Foreign Affairs Minister Camillo Gonsalves told legislators that nationals of both countries will from Nov. 15 be able to visit each other, visa-free, for up to 90 days in the first instance, renewable for up to 180 days.

“Of course, this is for tourism purposes. If you are going as a student, or if you are going to work, there are still requirements that you will have to fulfil,” Gonsalves said.

He said that Brazil is a footballing mecca and is also regarded as a carnival capital.

“But, in addition to soccer and samba, there is quite a bit more to Brazil that is of interest to St.
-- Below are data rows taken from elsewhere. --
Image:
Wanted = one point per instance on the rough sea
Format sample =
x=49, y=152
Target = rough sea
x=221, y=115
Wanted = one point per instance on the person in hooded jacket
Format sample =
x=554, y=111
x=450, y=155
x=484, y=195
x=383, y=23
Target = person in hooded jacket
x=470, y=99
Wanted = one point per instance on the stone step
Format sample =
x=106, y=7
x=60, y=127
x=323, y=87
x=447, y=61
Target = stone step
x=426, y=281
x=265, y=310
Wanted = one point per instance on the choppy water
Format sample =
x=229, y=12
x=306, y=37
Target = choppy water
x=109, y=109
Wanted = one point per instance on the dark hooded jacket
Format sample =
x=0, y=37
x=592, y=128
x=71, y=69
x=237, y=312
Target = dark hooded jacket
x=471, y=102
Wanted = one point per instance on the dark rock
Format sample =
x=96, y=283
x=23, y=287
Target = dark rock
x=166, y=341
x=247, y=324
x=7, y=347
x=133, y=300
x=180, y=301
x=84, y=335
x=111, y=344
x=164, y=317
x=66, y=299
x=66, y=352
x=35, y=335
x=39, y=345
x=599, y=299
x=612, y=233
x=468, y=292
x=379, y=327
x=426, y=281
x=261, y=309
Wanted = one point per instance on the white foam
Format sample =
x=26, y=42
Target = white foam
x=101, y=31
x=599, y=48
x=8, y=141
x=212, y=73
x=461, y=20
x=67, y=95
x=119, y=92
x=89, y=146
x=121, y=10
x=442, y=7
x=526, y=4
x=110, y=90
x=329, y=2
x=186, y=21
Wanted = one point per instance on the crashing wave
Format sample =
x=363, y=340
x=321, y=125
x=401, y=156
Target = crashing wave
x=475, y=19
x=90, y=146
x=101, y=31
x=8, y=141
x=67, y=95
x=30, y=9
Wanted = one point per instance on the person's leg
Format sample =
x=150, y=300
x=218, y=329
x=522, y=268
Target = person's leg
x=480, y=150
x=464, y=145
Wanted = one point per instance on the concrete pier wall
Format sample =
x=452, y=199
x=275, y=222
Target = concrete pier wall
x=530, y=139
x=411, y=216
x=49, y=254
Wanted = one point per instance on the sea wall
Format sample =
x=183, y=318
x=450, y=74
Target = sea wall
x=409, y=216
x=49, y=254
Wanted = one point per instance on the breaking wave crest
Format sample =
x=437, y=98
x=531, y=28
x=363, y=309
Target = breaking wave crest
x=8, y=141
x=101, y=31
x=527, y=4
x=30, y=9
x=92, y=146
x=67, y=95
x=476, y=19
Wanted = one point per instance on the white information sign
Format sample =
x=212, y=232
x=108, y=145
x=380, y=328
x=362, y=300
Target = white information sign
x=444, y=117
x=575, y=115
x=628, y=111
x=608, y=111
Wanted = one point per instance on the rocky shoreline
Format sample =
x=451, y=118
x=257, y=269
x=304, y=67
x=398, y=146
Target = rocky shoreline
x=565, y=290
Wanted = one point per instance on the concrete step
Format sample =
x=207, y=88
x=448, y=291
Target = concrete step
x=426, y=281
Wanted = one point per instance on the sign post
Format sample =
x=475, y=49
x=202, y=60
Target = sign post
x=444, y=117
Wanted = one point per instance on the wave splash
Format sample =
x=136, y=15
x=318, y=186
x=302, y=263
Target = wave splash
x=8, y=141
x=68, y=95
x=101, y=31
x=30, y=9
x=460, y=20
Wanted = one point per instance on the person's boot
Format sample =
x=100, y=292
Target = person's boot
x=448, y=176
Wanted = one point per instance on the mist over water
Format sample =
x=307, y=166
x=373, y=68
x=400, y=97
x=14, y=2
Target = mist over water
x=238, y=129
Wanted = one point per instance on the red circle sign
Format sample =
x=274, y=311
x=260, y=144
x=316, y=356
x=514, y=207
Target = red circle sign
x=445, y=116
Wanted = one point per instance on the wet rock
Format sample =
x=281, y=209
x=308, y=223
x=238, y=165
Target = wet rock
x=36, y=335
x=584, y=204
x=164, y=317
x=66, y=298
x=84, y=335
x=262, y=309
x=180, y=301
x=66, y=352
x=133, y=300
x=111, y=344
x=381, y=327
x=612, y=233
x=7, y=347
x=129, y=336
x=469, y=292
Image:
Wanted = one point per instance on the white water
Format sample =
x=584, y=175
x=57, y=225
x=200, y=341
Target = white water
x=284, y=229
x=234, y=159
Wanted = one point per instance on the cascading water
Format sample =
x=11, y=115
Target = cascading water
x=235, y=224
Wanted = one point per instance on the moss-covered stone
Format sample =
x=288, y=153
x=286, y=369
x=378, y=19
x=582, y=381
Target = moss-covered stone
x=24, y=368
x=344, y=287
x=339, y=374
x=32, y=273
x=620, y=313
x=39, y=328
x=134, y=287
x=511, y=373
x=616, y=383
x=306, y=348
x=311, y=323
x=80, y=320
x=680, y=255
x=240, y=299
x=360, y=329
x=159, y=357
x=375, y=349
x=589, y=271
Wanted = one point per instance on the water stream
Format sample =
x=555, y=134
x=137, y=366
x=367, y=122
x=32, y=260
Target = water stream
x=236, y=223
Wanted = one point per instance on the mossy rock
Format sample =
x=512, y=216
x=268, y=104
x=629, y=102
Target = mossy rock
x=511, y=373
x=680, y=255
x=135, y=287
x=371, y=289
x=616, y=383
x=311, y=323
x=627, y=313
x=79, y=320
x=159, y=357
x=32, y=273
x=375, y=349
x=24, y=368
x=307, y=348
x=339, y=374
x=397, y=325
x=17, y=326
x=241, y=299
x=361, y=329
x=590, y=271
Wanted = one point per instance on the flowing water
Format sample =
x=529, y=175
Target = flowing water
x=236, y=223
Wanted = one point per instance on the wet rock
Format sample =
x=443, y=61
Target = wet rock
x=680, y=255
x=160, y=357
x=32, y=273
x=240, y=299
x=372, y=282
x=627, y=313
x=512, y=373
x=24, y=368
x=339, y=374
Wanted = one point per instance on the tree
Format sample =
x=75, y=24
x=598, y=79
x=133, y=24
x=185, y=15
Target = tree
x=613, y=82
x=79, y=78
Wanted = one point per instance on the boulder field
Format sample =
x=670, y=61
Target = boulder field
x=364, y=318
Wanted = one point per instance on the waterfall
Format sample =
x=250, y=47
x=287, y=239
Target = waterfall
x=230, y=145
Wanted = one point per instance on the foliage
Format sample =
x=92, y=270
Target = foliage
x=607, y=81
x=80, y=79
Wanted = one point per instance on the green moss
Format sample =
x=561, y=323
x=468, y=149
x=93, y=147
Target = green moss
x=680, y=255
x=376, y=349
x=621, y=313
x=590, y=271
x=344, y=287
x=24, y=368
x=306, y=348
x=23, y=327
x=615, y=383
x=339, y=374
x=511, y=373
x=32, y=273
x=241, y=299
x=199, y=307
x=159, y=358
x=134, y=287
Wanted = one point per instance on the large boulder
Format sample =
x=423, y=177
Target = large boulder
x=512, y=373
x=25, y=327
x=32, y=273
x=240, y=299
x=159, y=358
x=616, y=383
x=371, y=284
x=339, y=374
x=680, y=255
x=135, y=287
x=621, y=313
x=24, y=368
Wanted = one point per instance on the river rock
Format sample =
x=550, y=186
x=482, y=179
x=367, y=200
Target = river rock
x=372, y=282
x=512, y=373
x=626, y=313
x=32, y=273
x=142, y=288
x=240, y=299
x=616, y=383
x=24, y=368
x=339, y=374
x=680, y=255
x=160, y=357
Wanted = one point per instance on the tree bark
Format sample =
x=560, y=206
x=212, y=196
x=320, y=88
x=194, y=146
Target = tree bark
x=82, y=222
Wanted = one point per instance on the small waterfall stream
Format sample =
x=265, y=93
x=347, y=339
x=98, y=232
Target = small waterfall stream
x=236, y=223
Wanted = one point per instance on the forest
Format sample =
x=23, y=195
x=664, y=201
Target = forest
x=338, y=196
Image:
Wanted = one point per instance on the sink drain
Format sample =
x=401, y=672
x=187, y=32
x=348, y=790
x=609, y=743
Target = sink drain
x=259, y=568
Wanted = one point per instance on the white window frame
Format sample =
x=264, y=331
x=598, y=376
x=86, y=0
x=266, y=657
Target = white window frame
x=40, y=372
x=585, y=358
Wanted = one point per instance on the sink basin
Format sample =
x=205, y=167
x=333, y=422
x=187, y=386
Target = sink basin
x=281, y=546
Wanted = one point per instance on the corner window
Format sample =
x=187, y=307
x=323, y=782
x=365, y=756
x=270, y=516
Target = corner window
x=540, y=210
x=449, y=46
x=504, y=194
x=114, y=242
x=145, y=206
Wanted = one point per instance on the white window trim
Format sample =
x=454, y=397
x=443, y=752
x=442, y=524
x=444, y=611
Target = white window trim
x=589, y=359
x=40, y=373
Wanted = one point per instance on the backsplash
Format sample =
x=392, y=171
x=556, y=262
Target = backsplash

Vincent and the Grenadines and of interest to the world,” Gonsalves said, noting that Brazil is the world’s fifth largest country, both in terms of size and population.

He also noted that over half of Brazil’s 200 million citizens are of African descent, making it one of the largest countries of people of African descent in the world.

“It is a top 10 economy; Brazil is ranked seventh in the world — its economy, and has a GDP of two and a half trillion US dollars and it is one of what they calls the BRICS — Brazil, Russia, India, China, and South Africa — the largest and most influential emerging economies,” Gonsalves said.

He said Brazil has a unique culture, rich history and bright future, and will host the Olympic games in August 2016.

“And Vincentians can now plan their trip to Brazil to cheer on our own athletes and regional athletes without having to worry about the impediment of getting a visa for the Olympic Games,” the foreign affairs minister said.

Gonsalves said that Prime Minister Ralph Gonsalves has repeatedly enunciated the “Africa, Brazil and the Caribbean (ABC) policy” and that the closest link between the Caribbean and West Africa is Brazil.

“And he has said repeatedly that we have to try to forge strong links of transportation, of culture, of communication, not only with the hundred-plus million members of the African diaspora who live in Brazil, but, of course, the entire continent of Africa. And, the logical place, is not for us to go north to come south to Africa, but to go south to Brazil and then simply then go across east to visit the motherland,” Sen. Gonsalves said.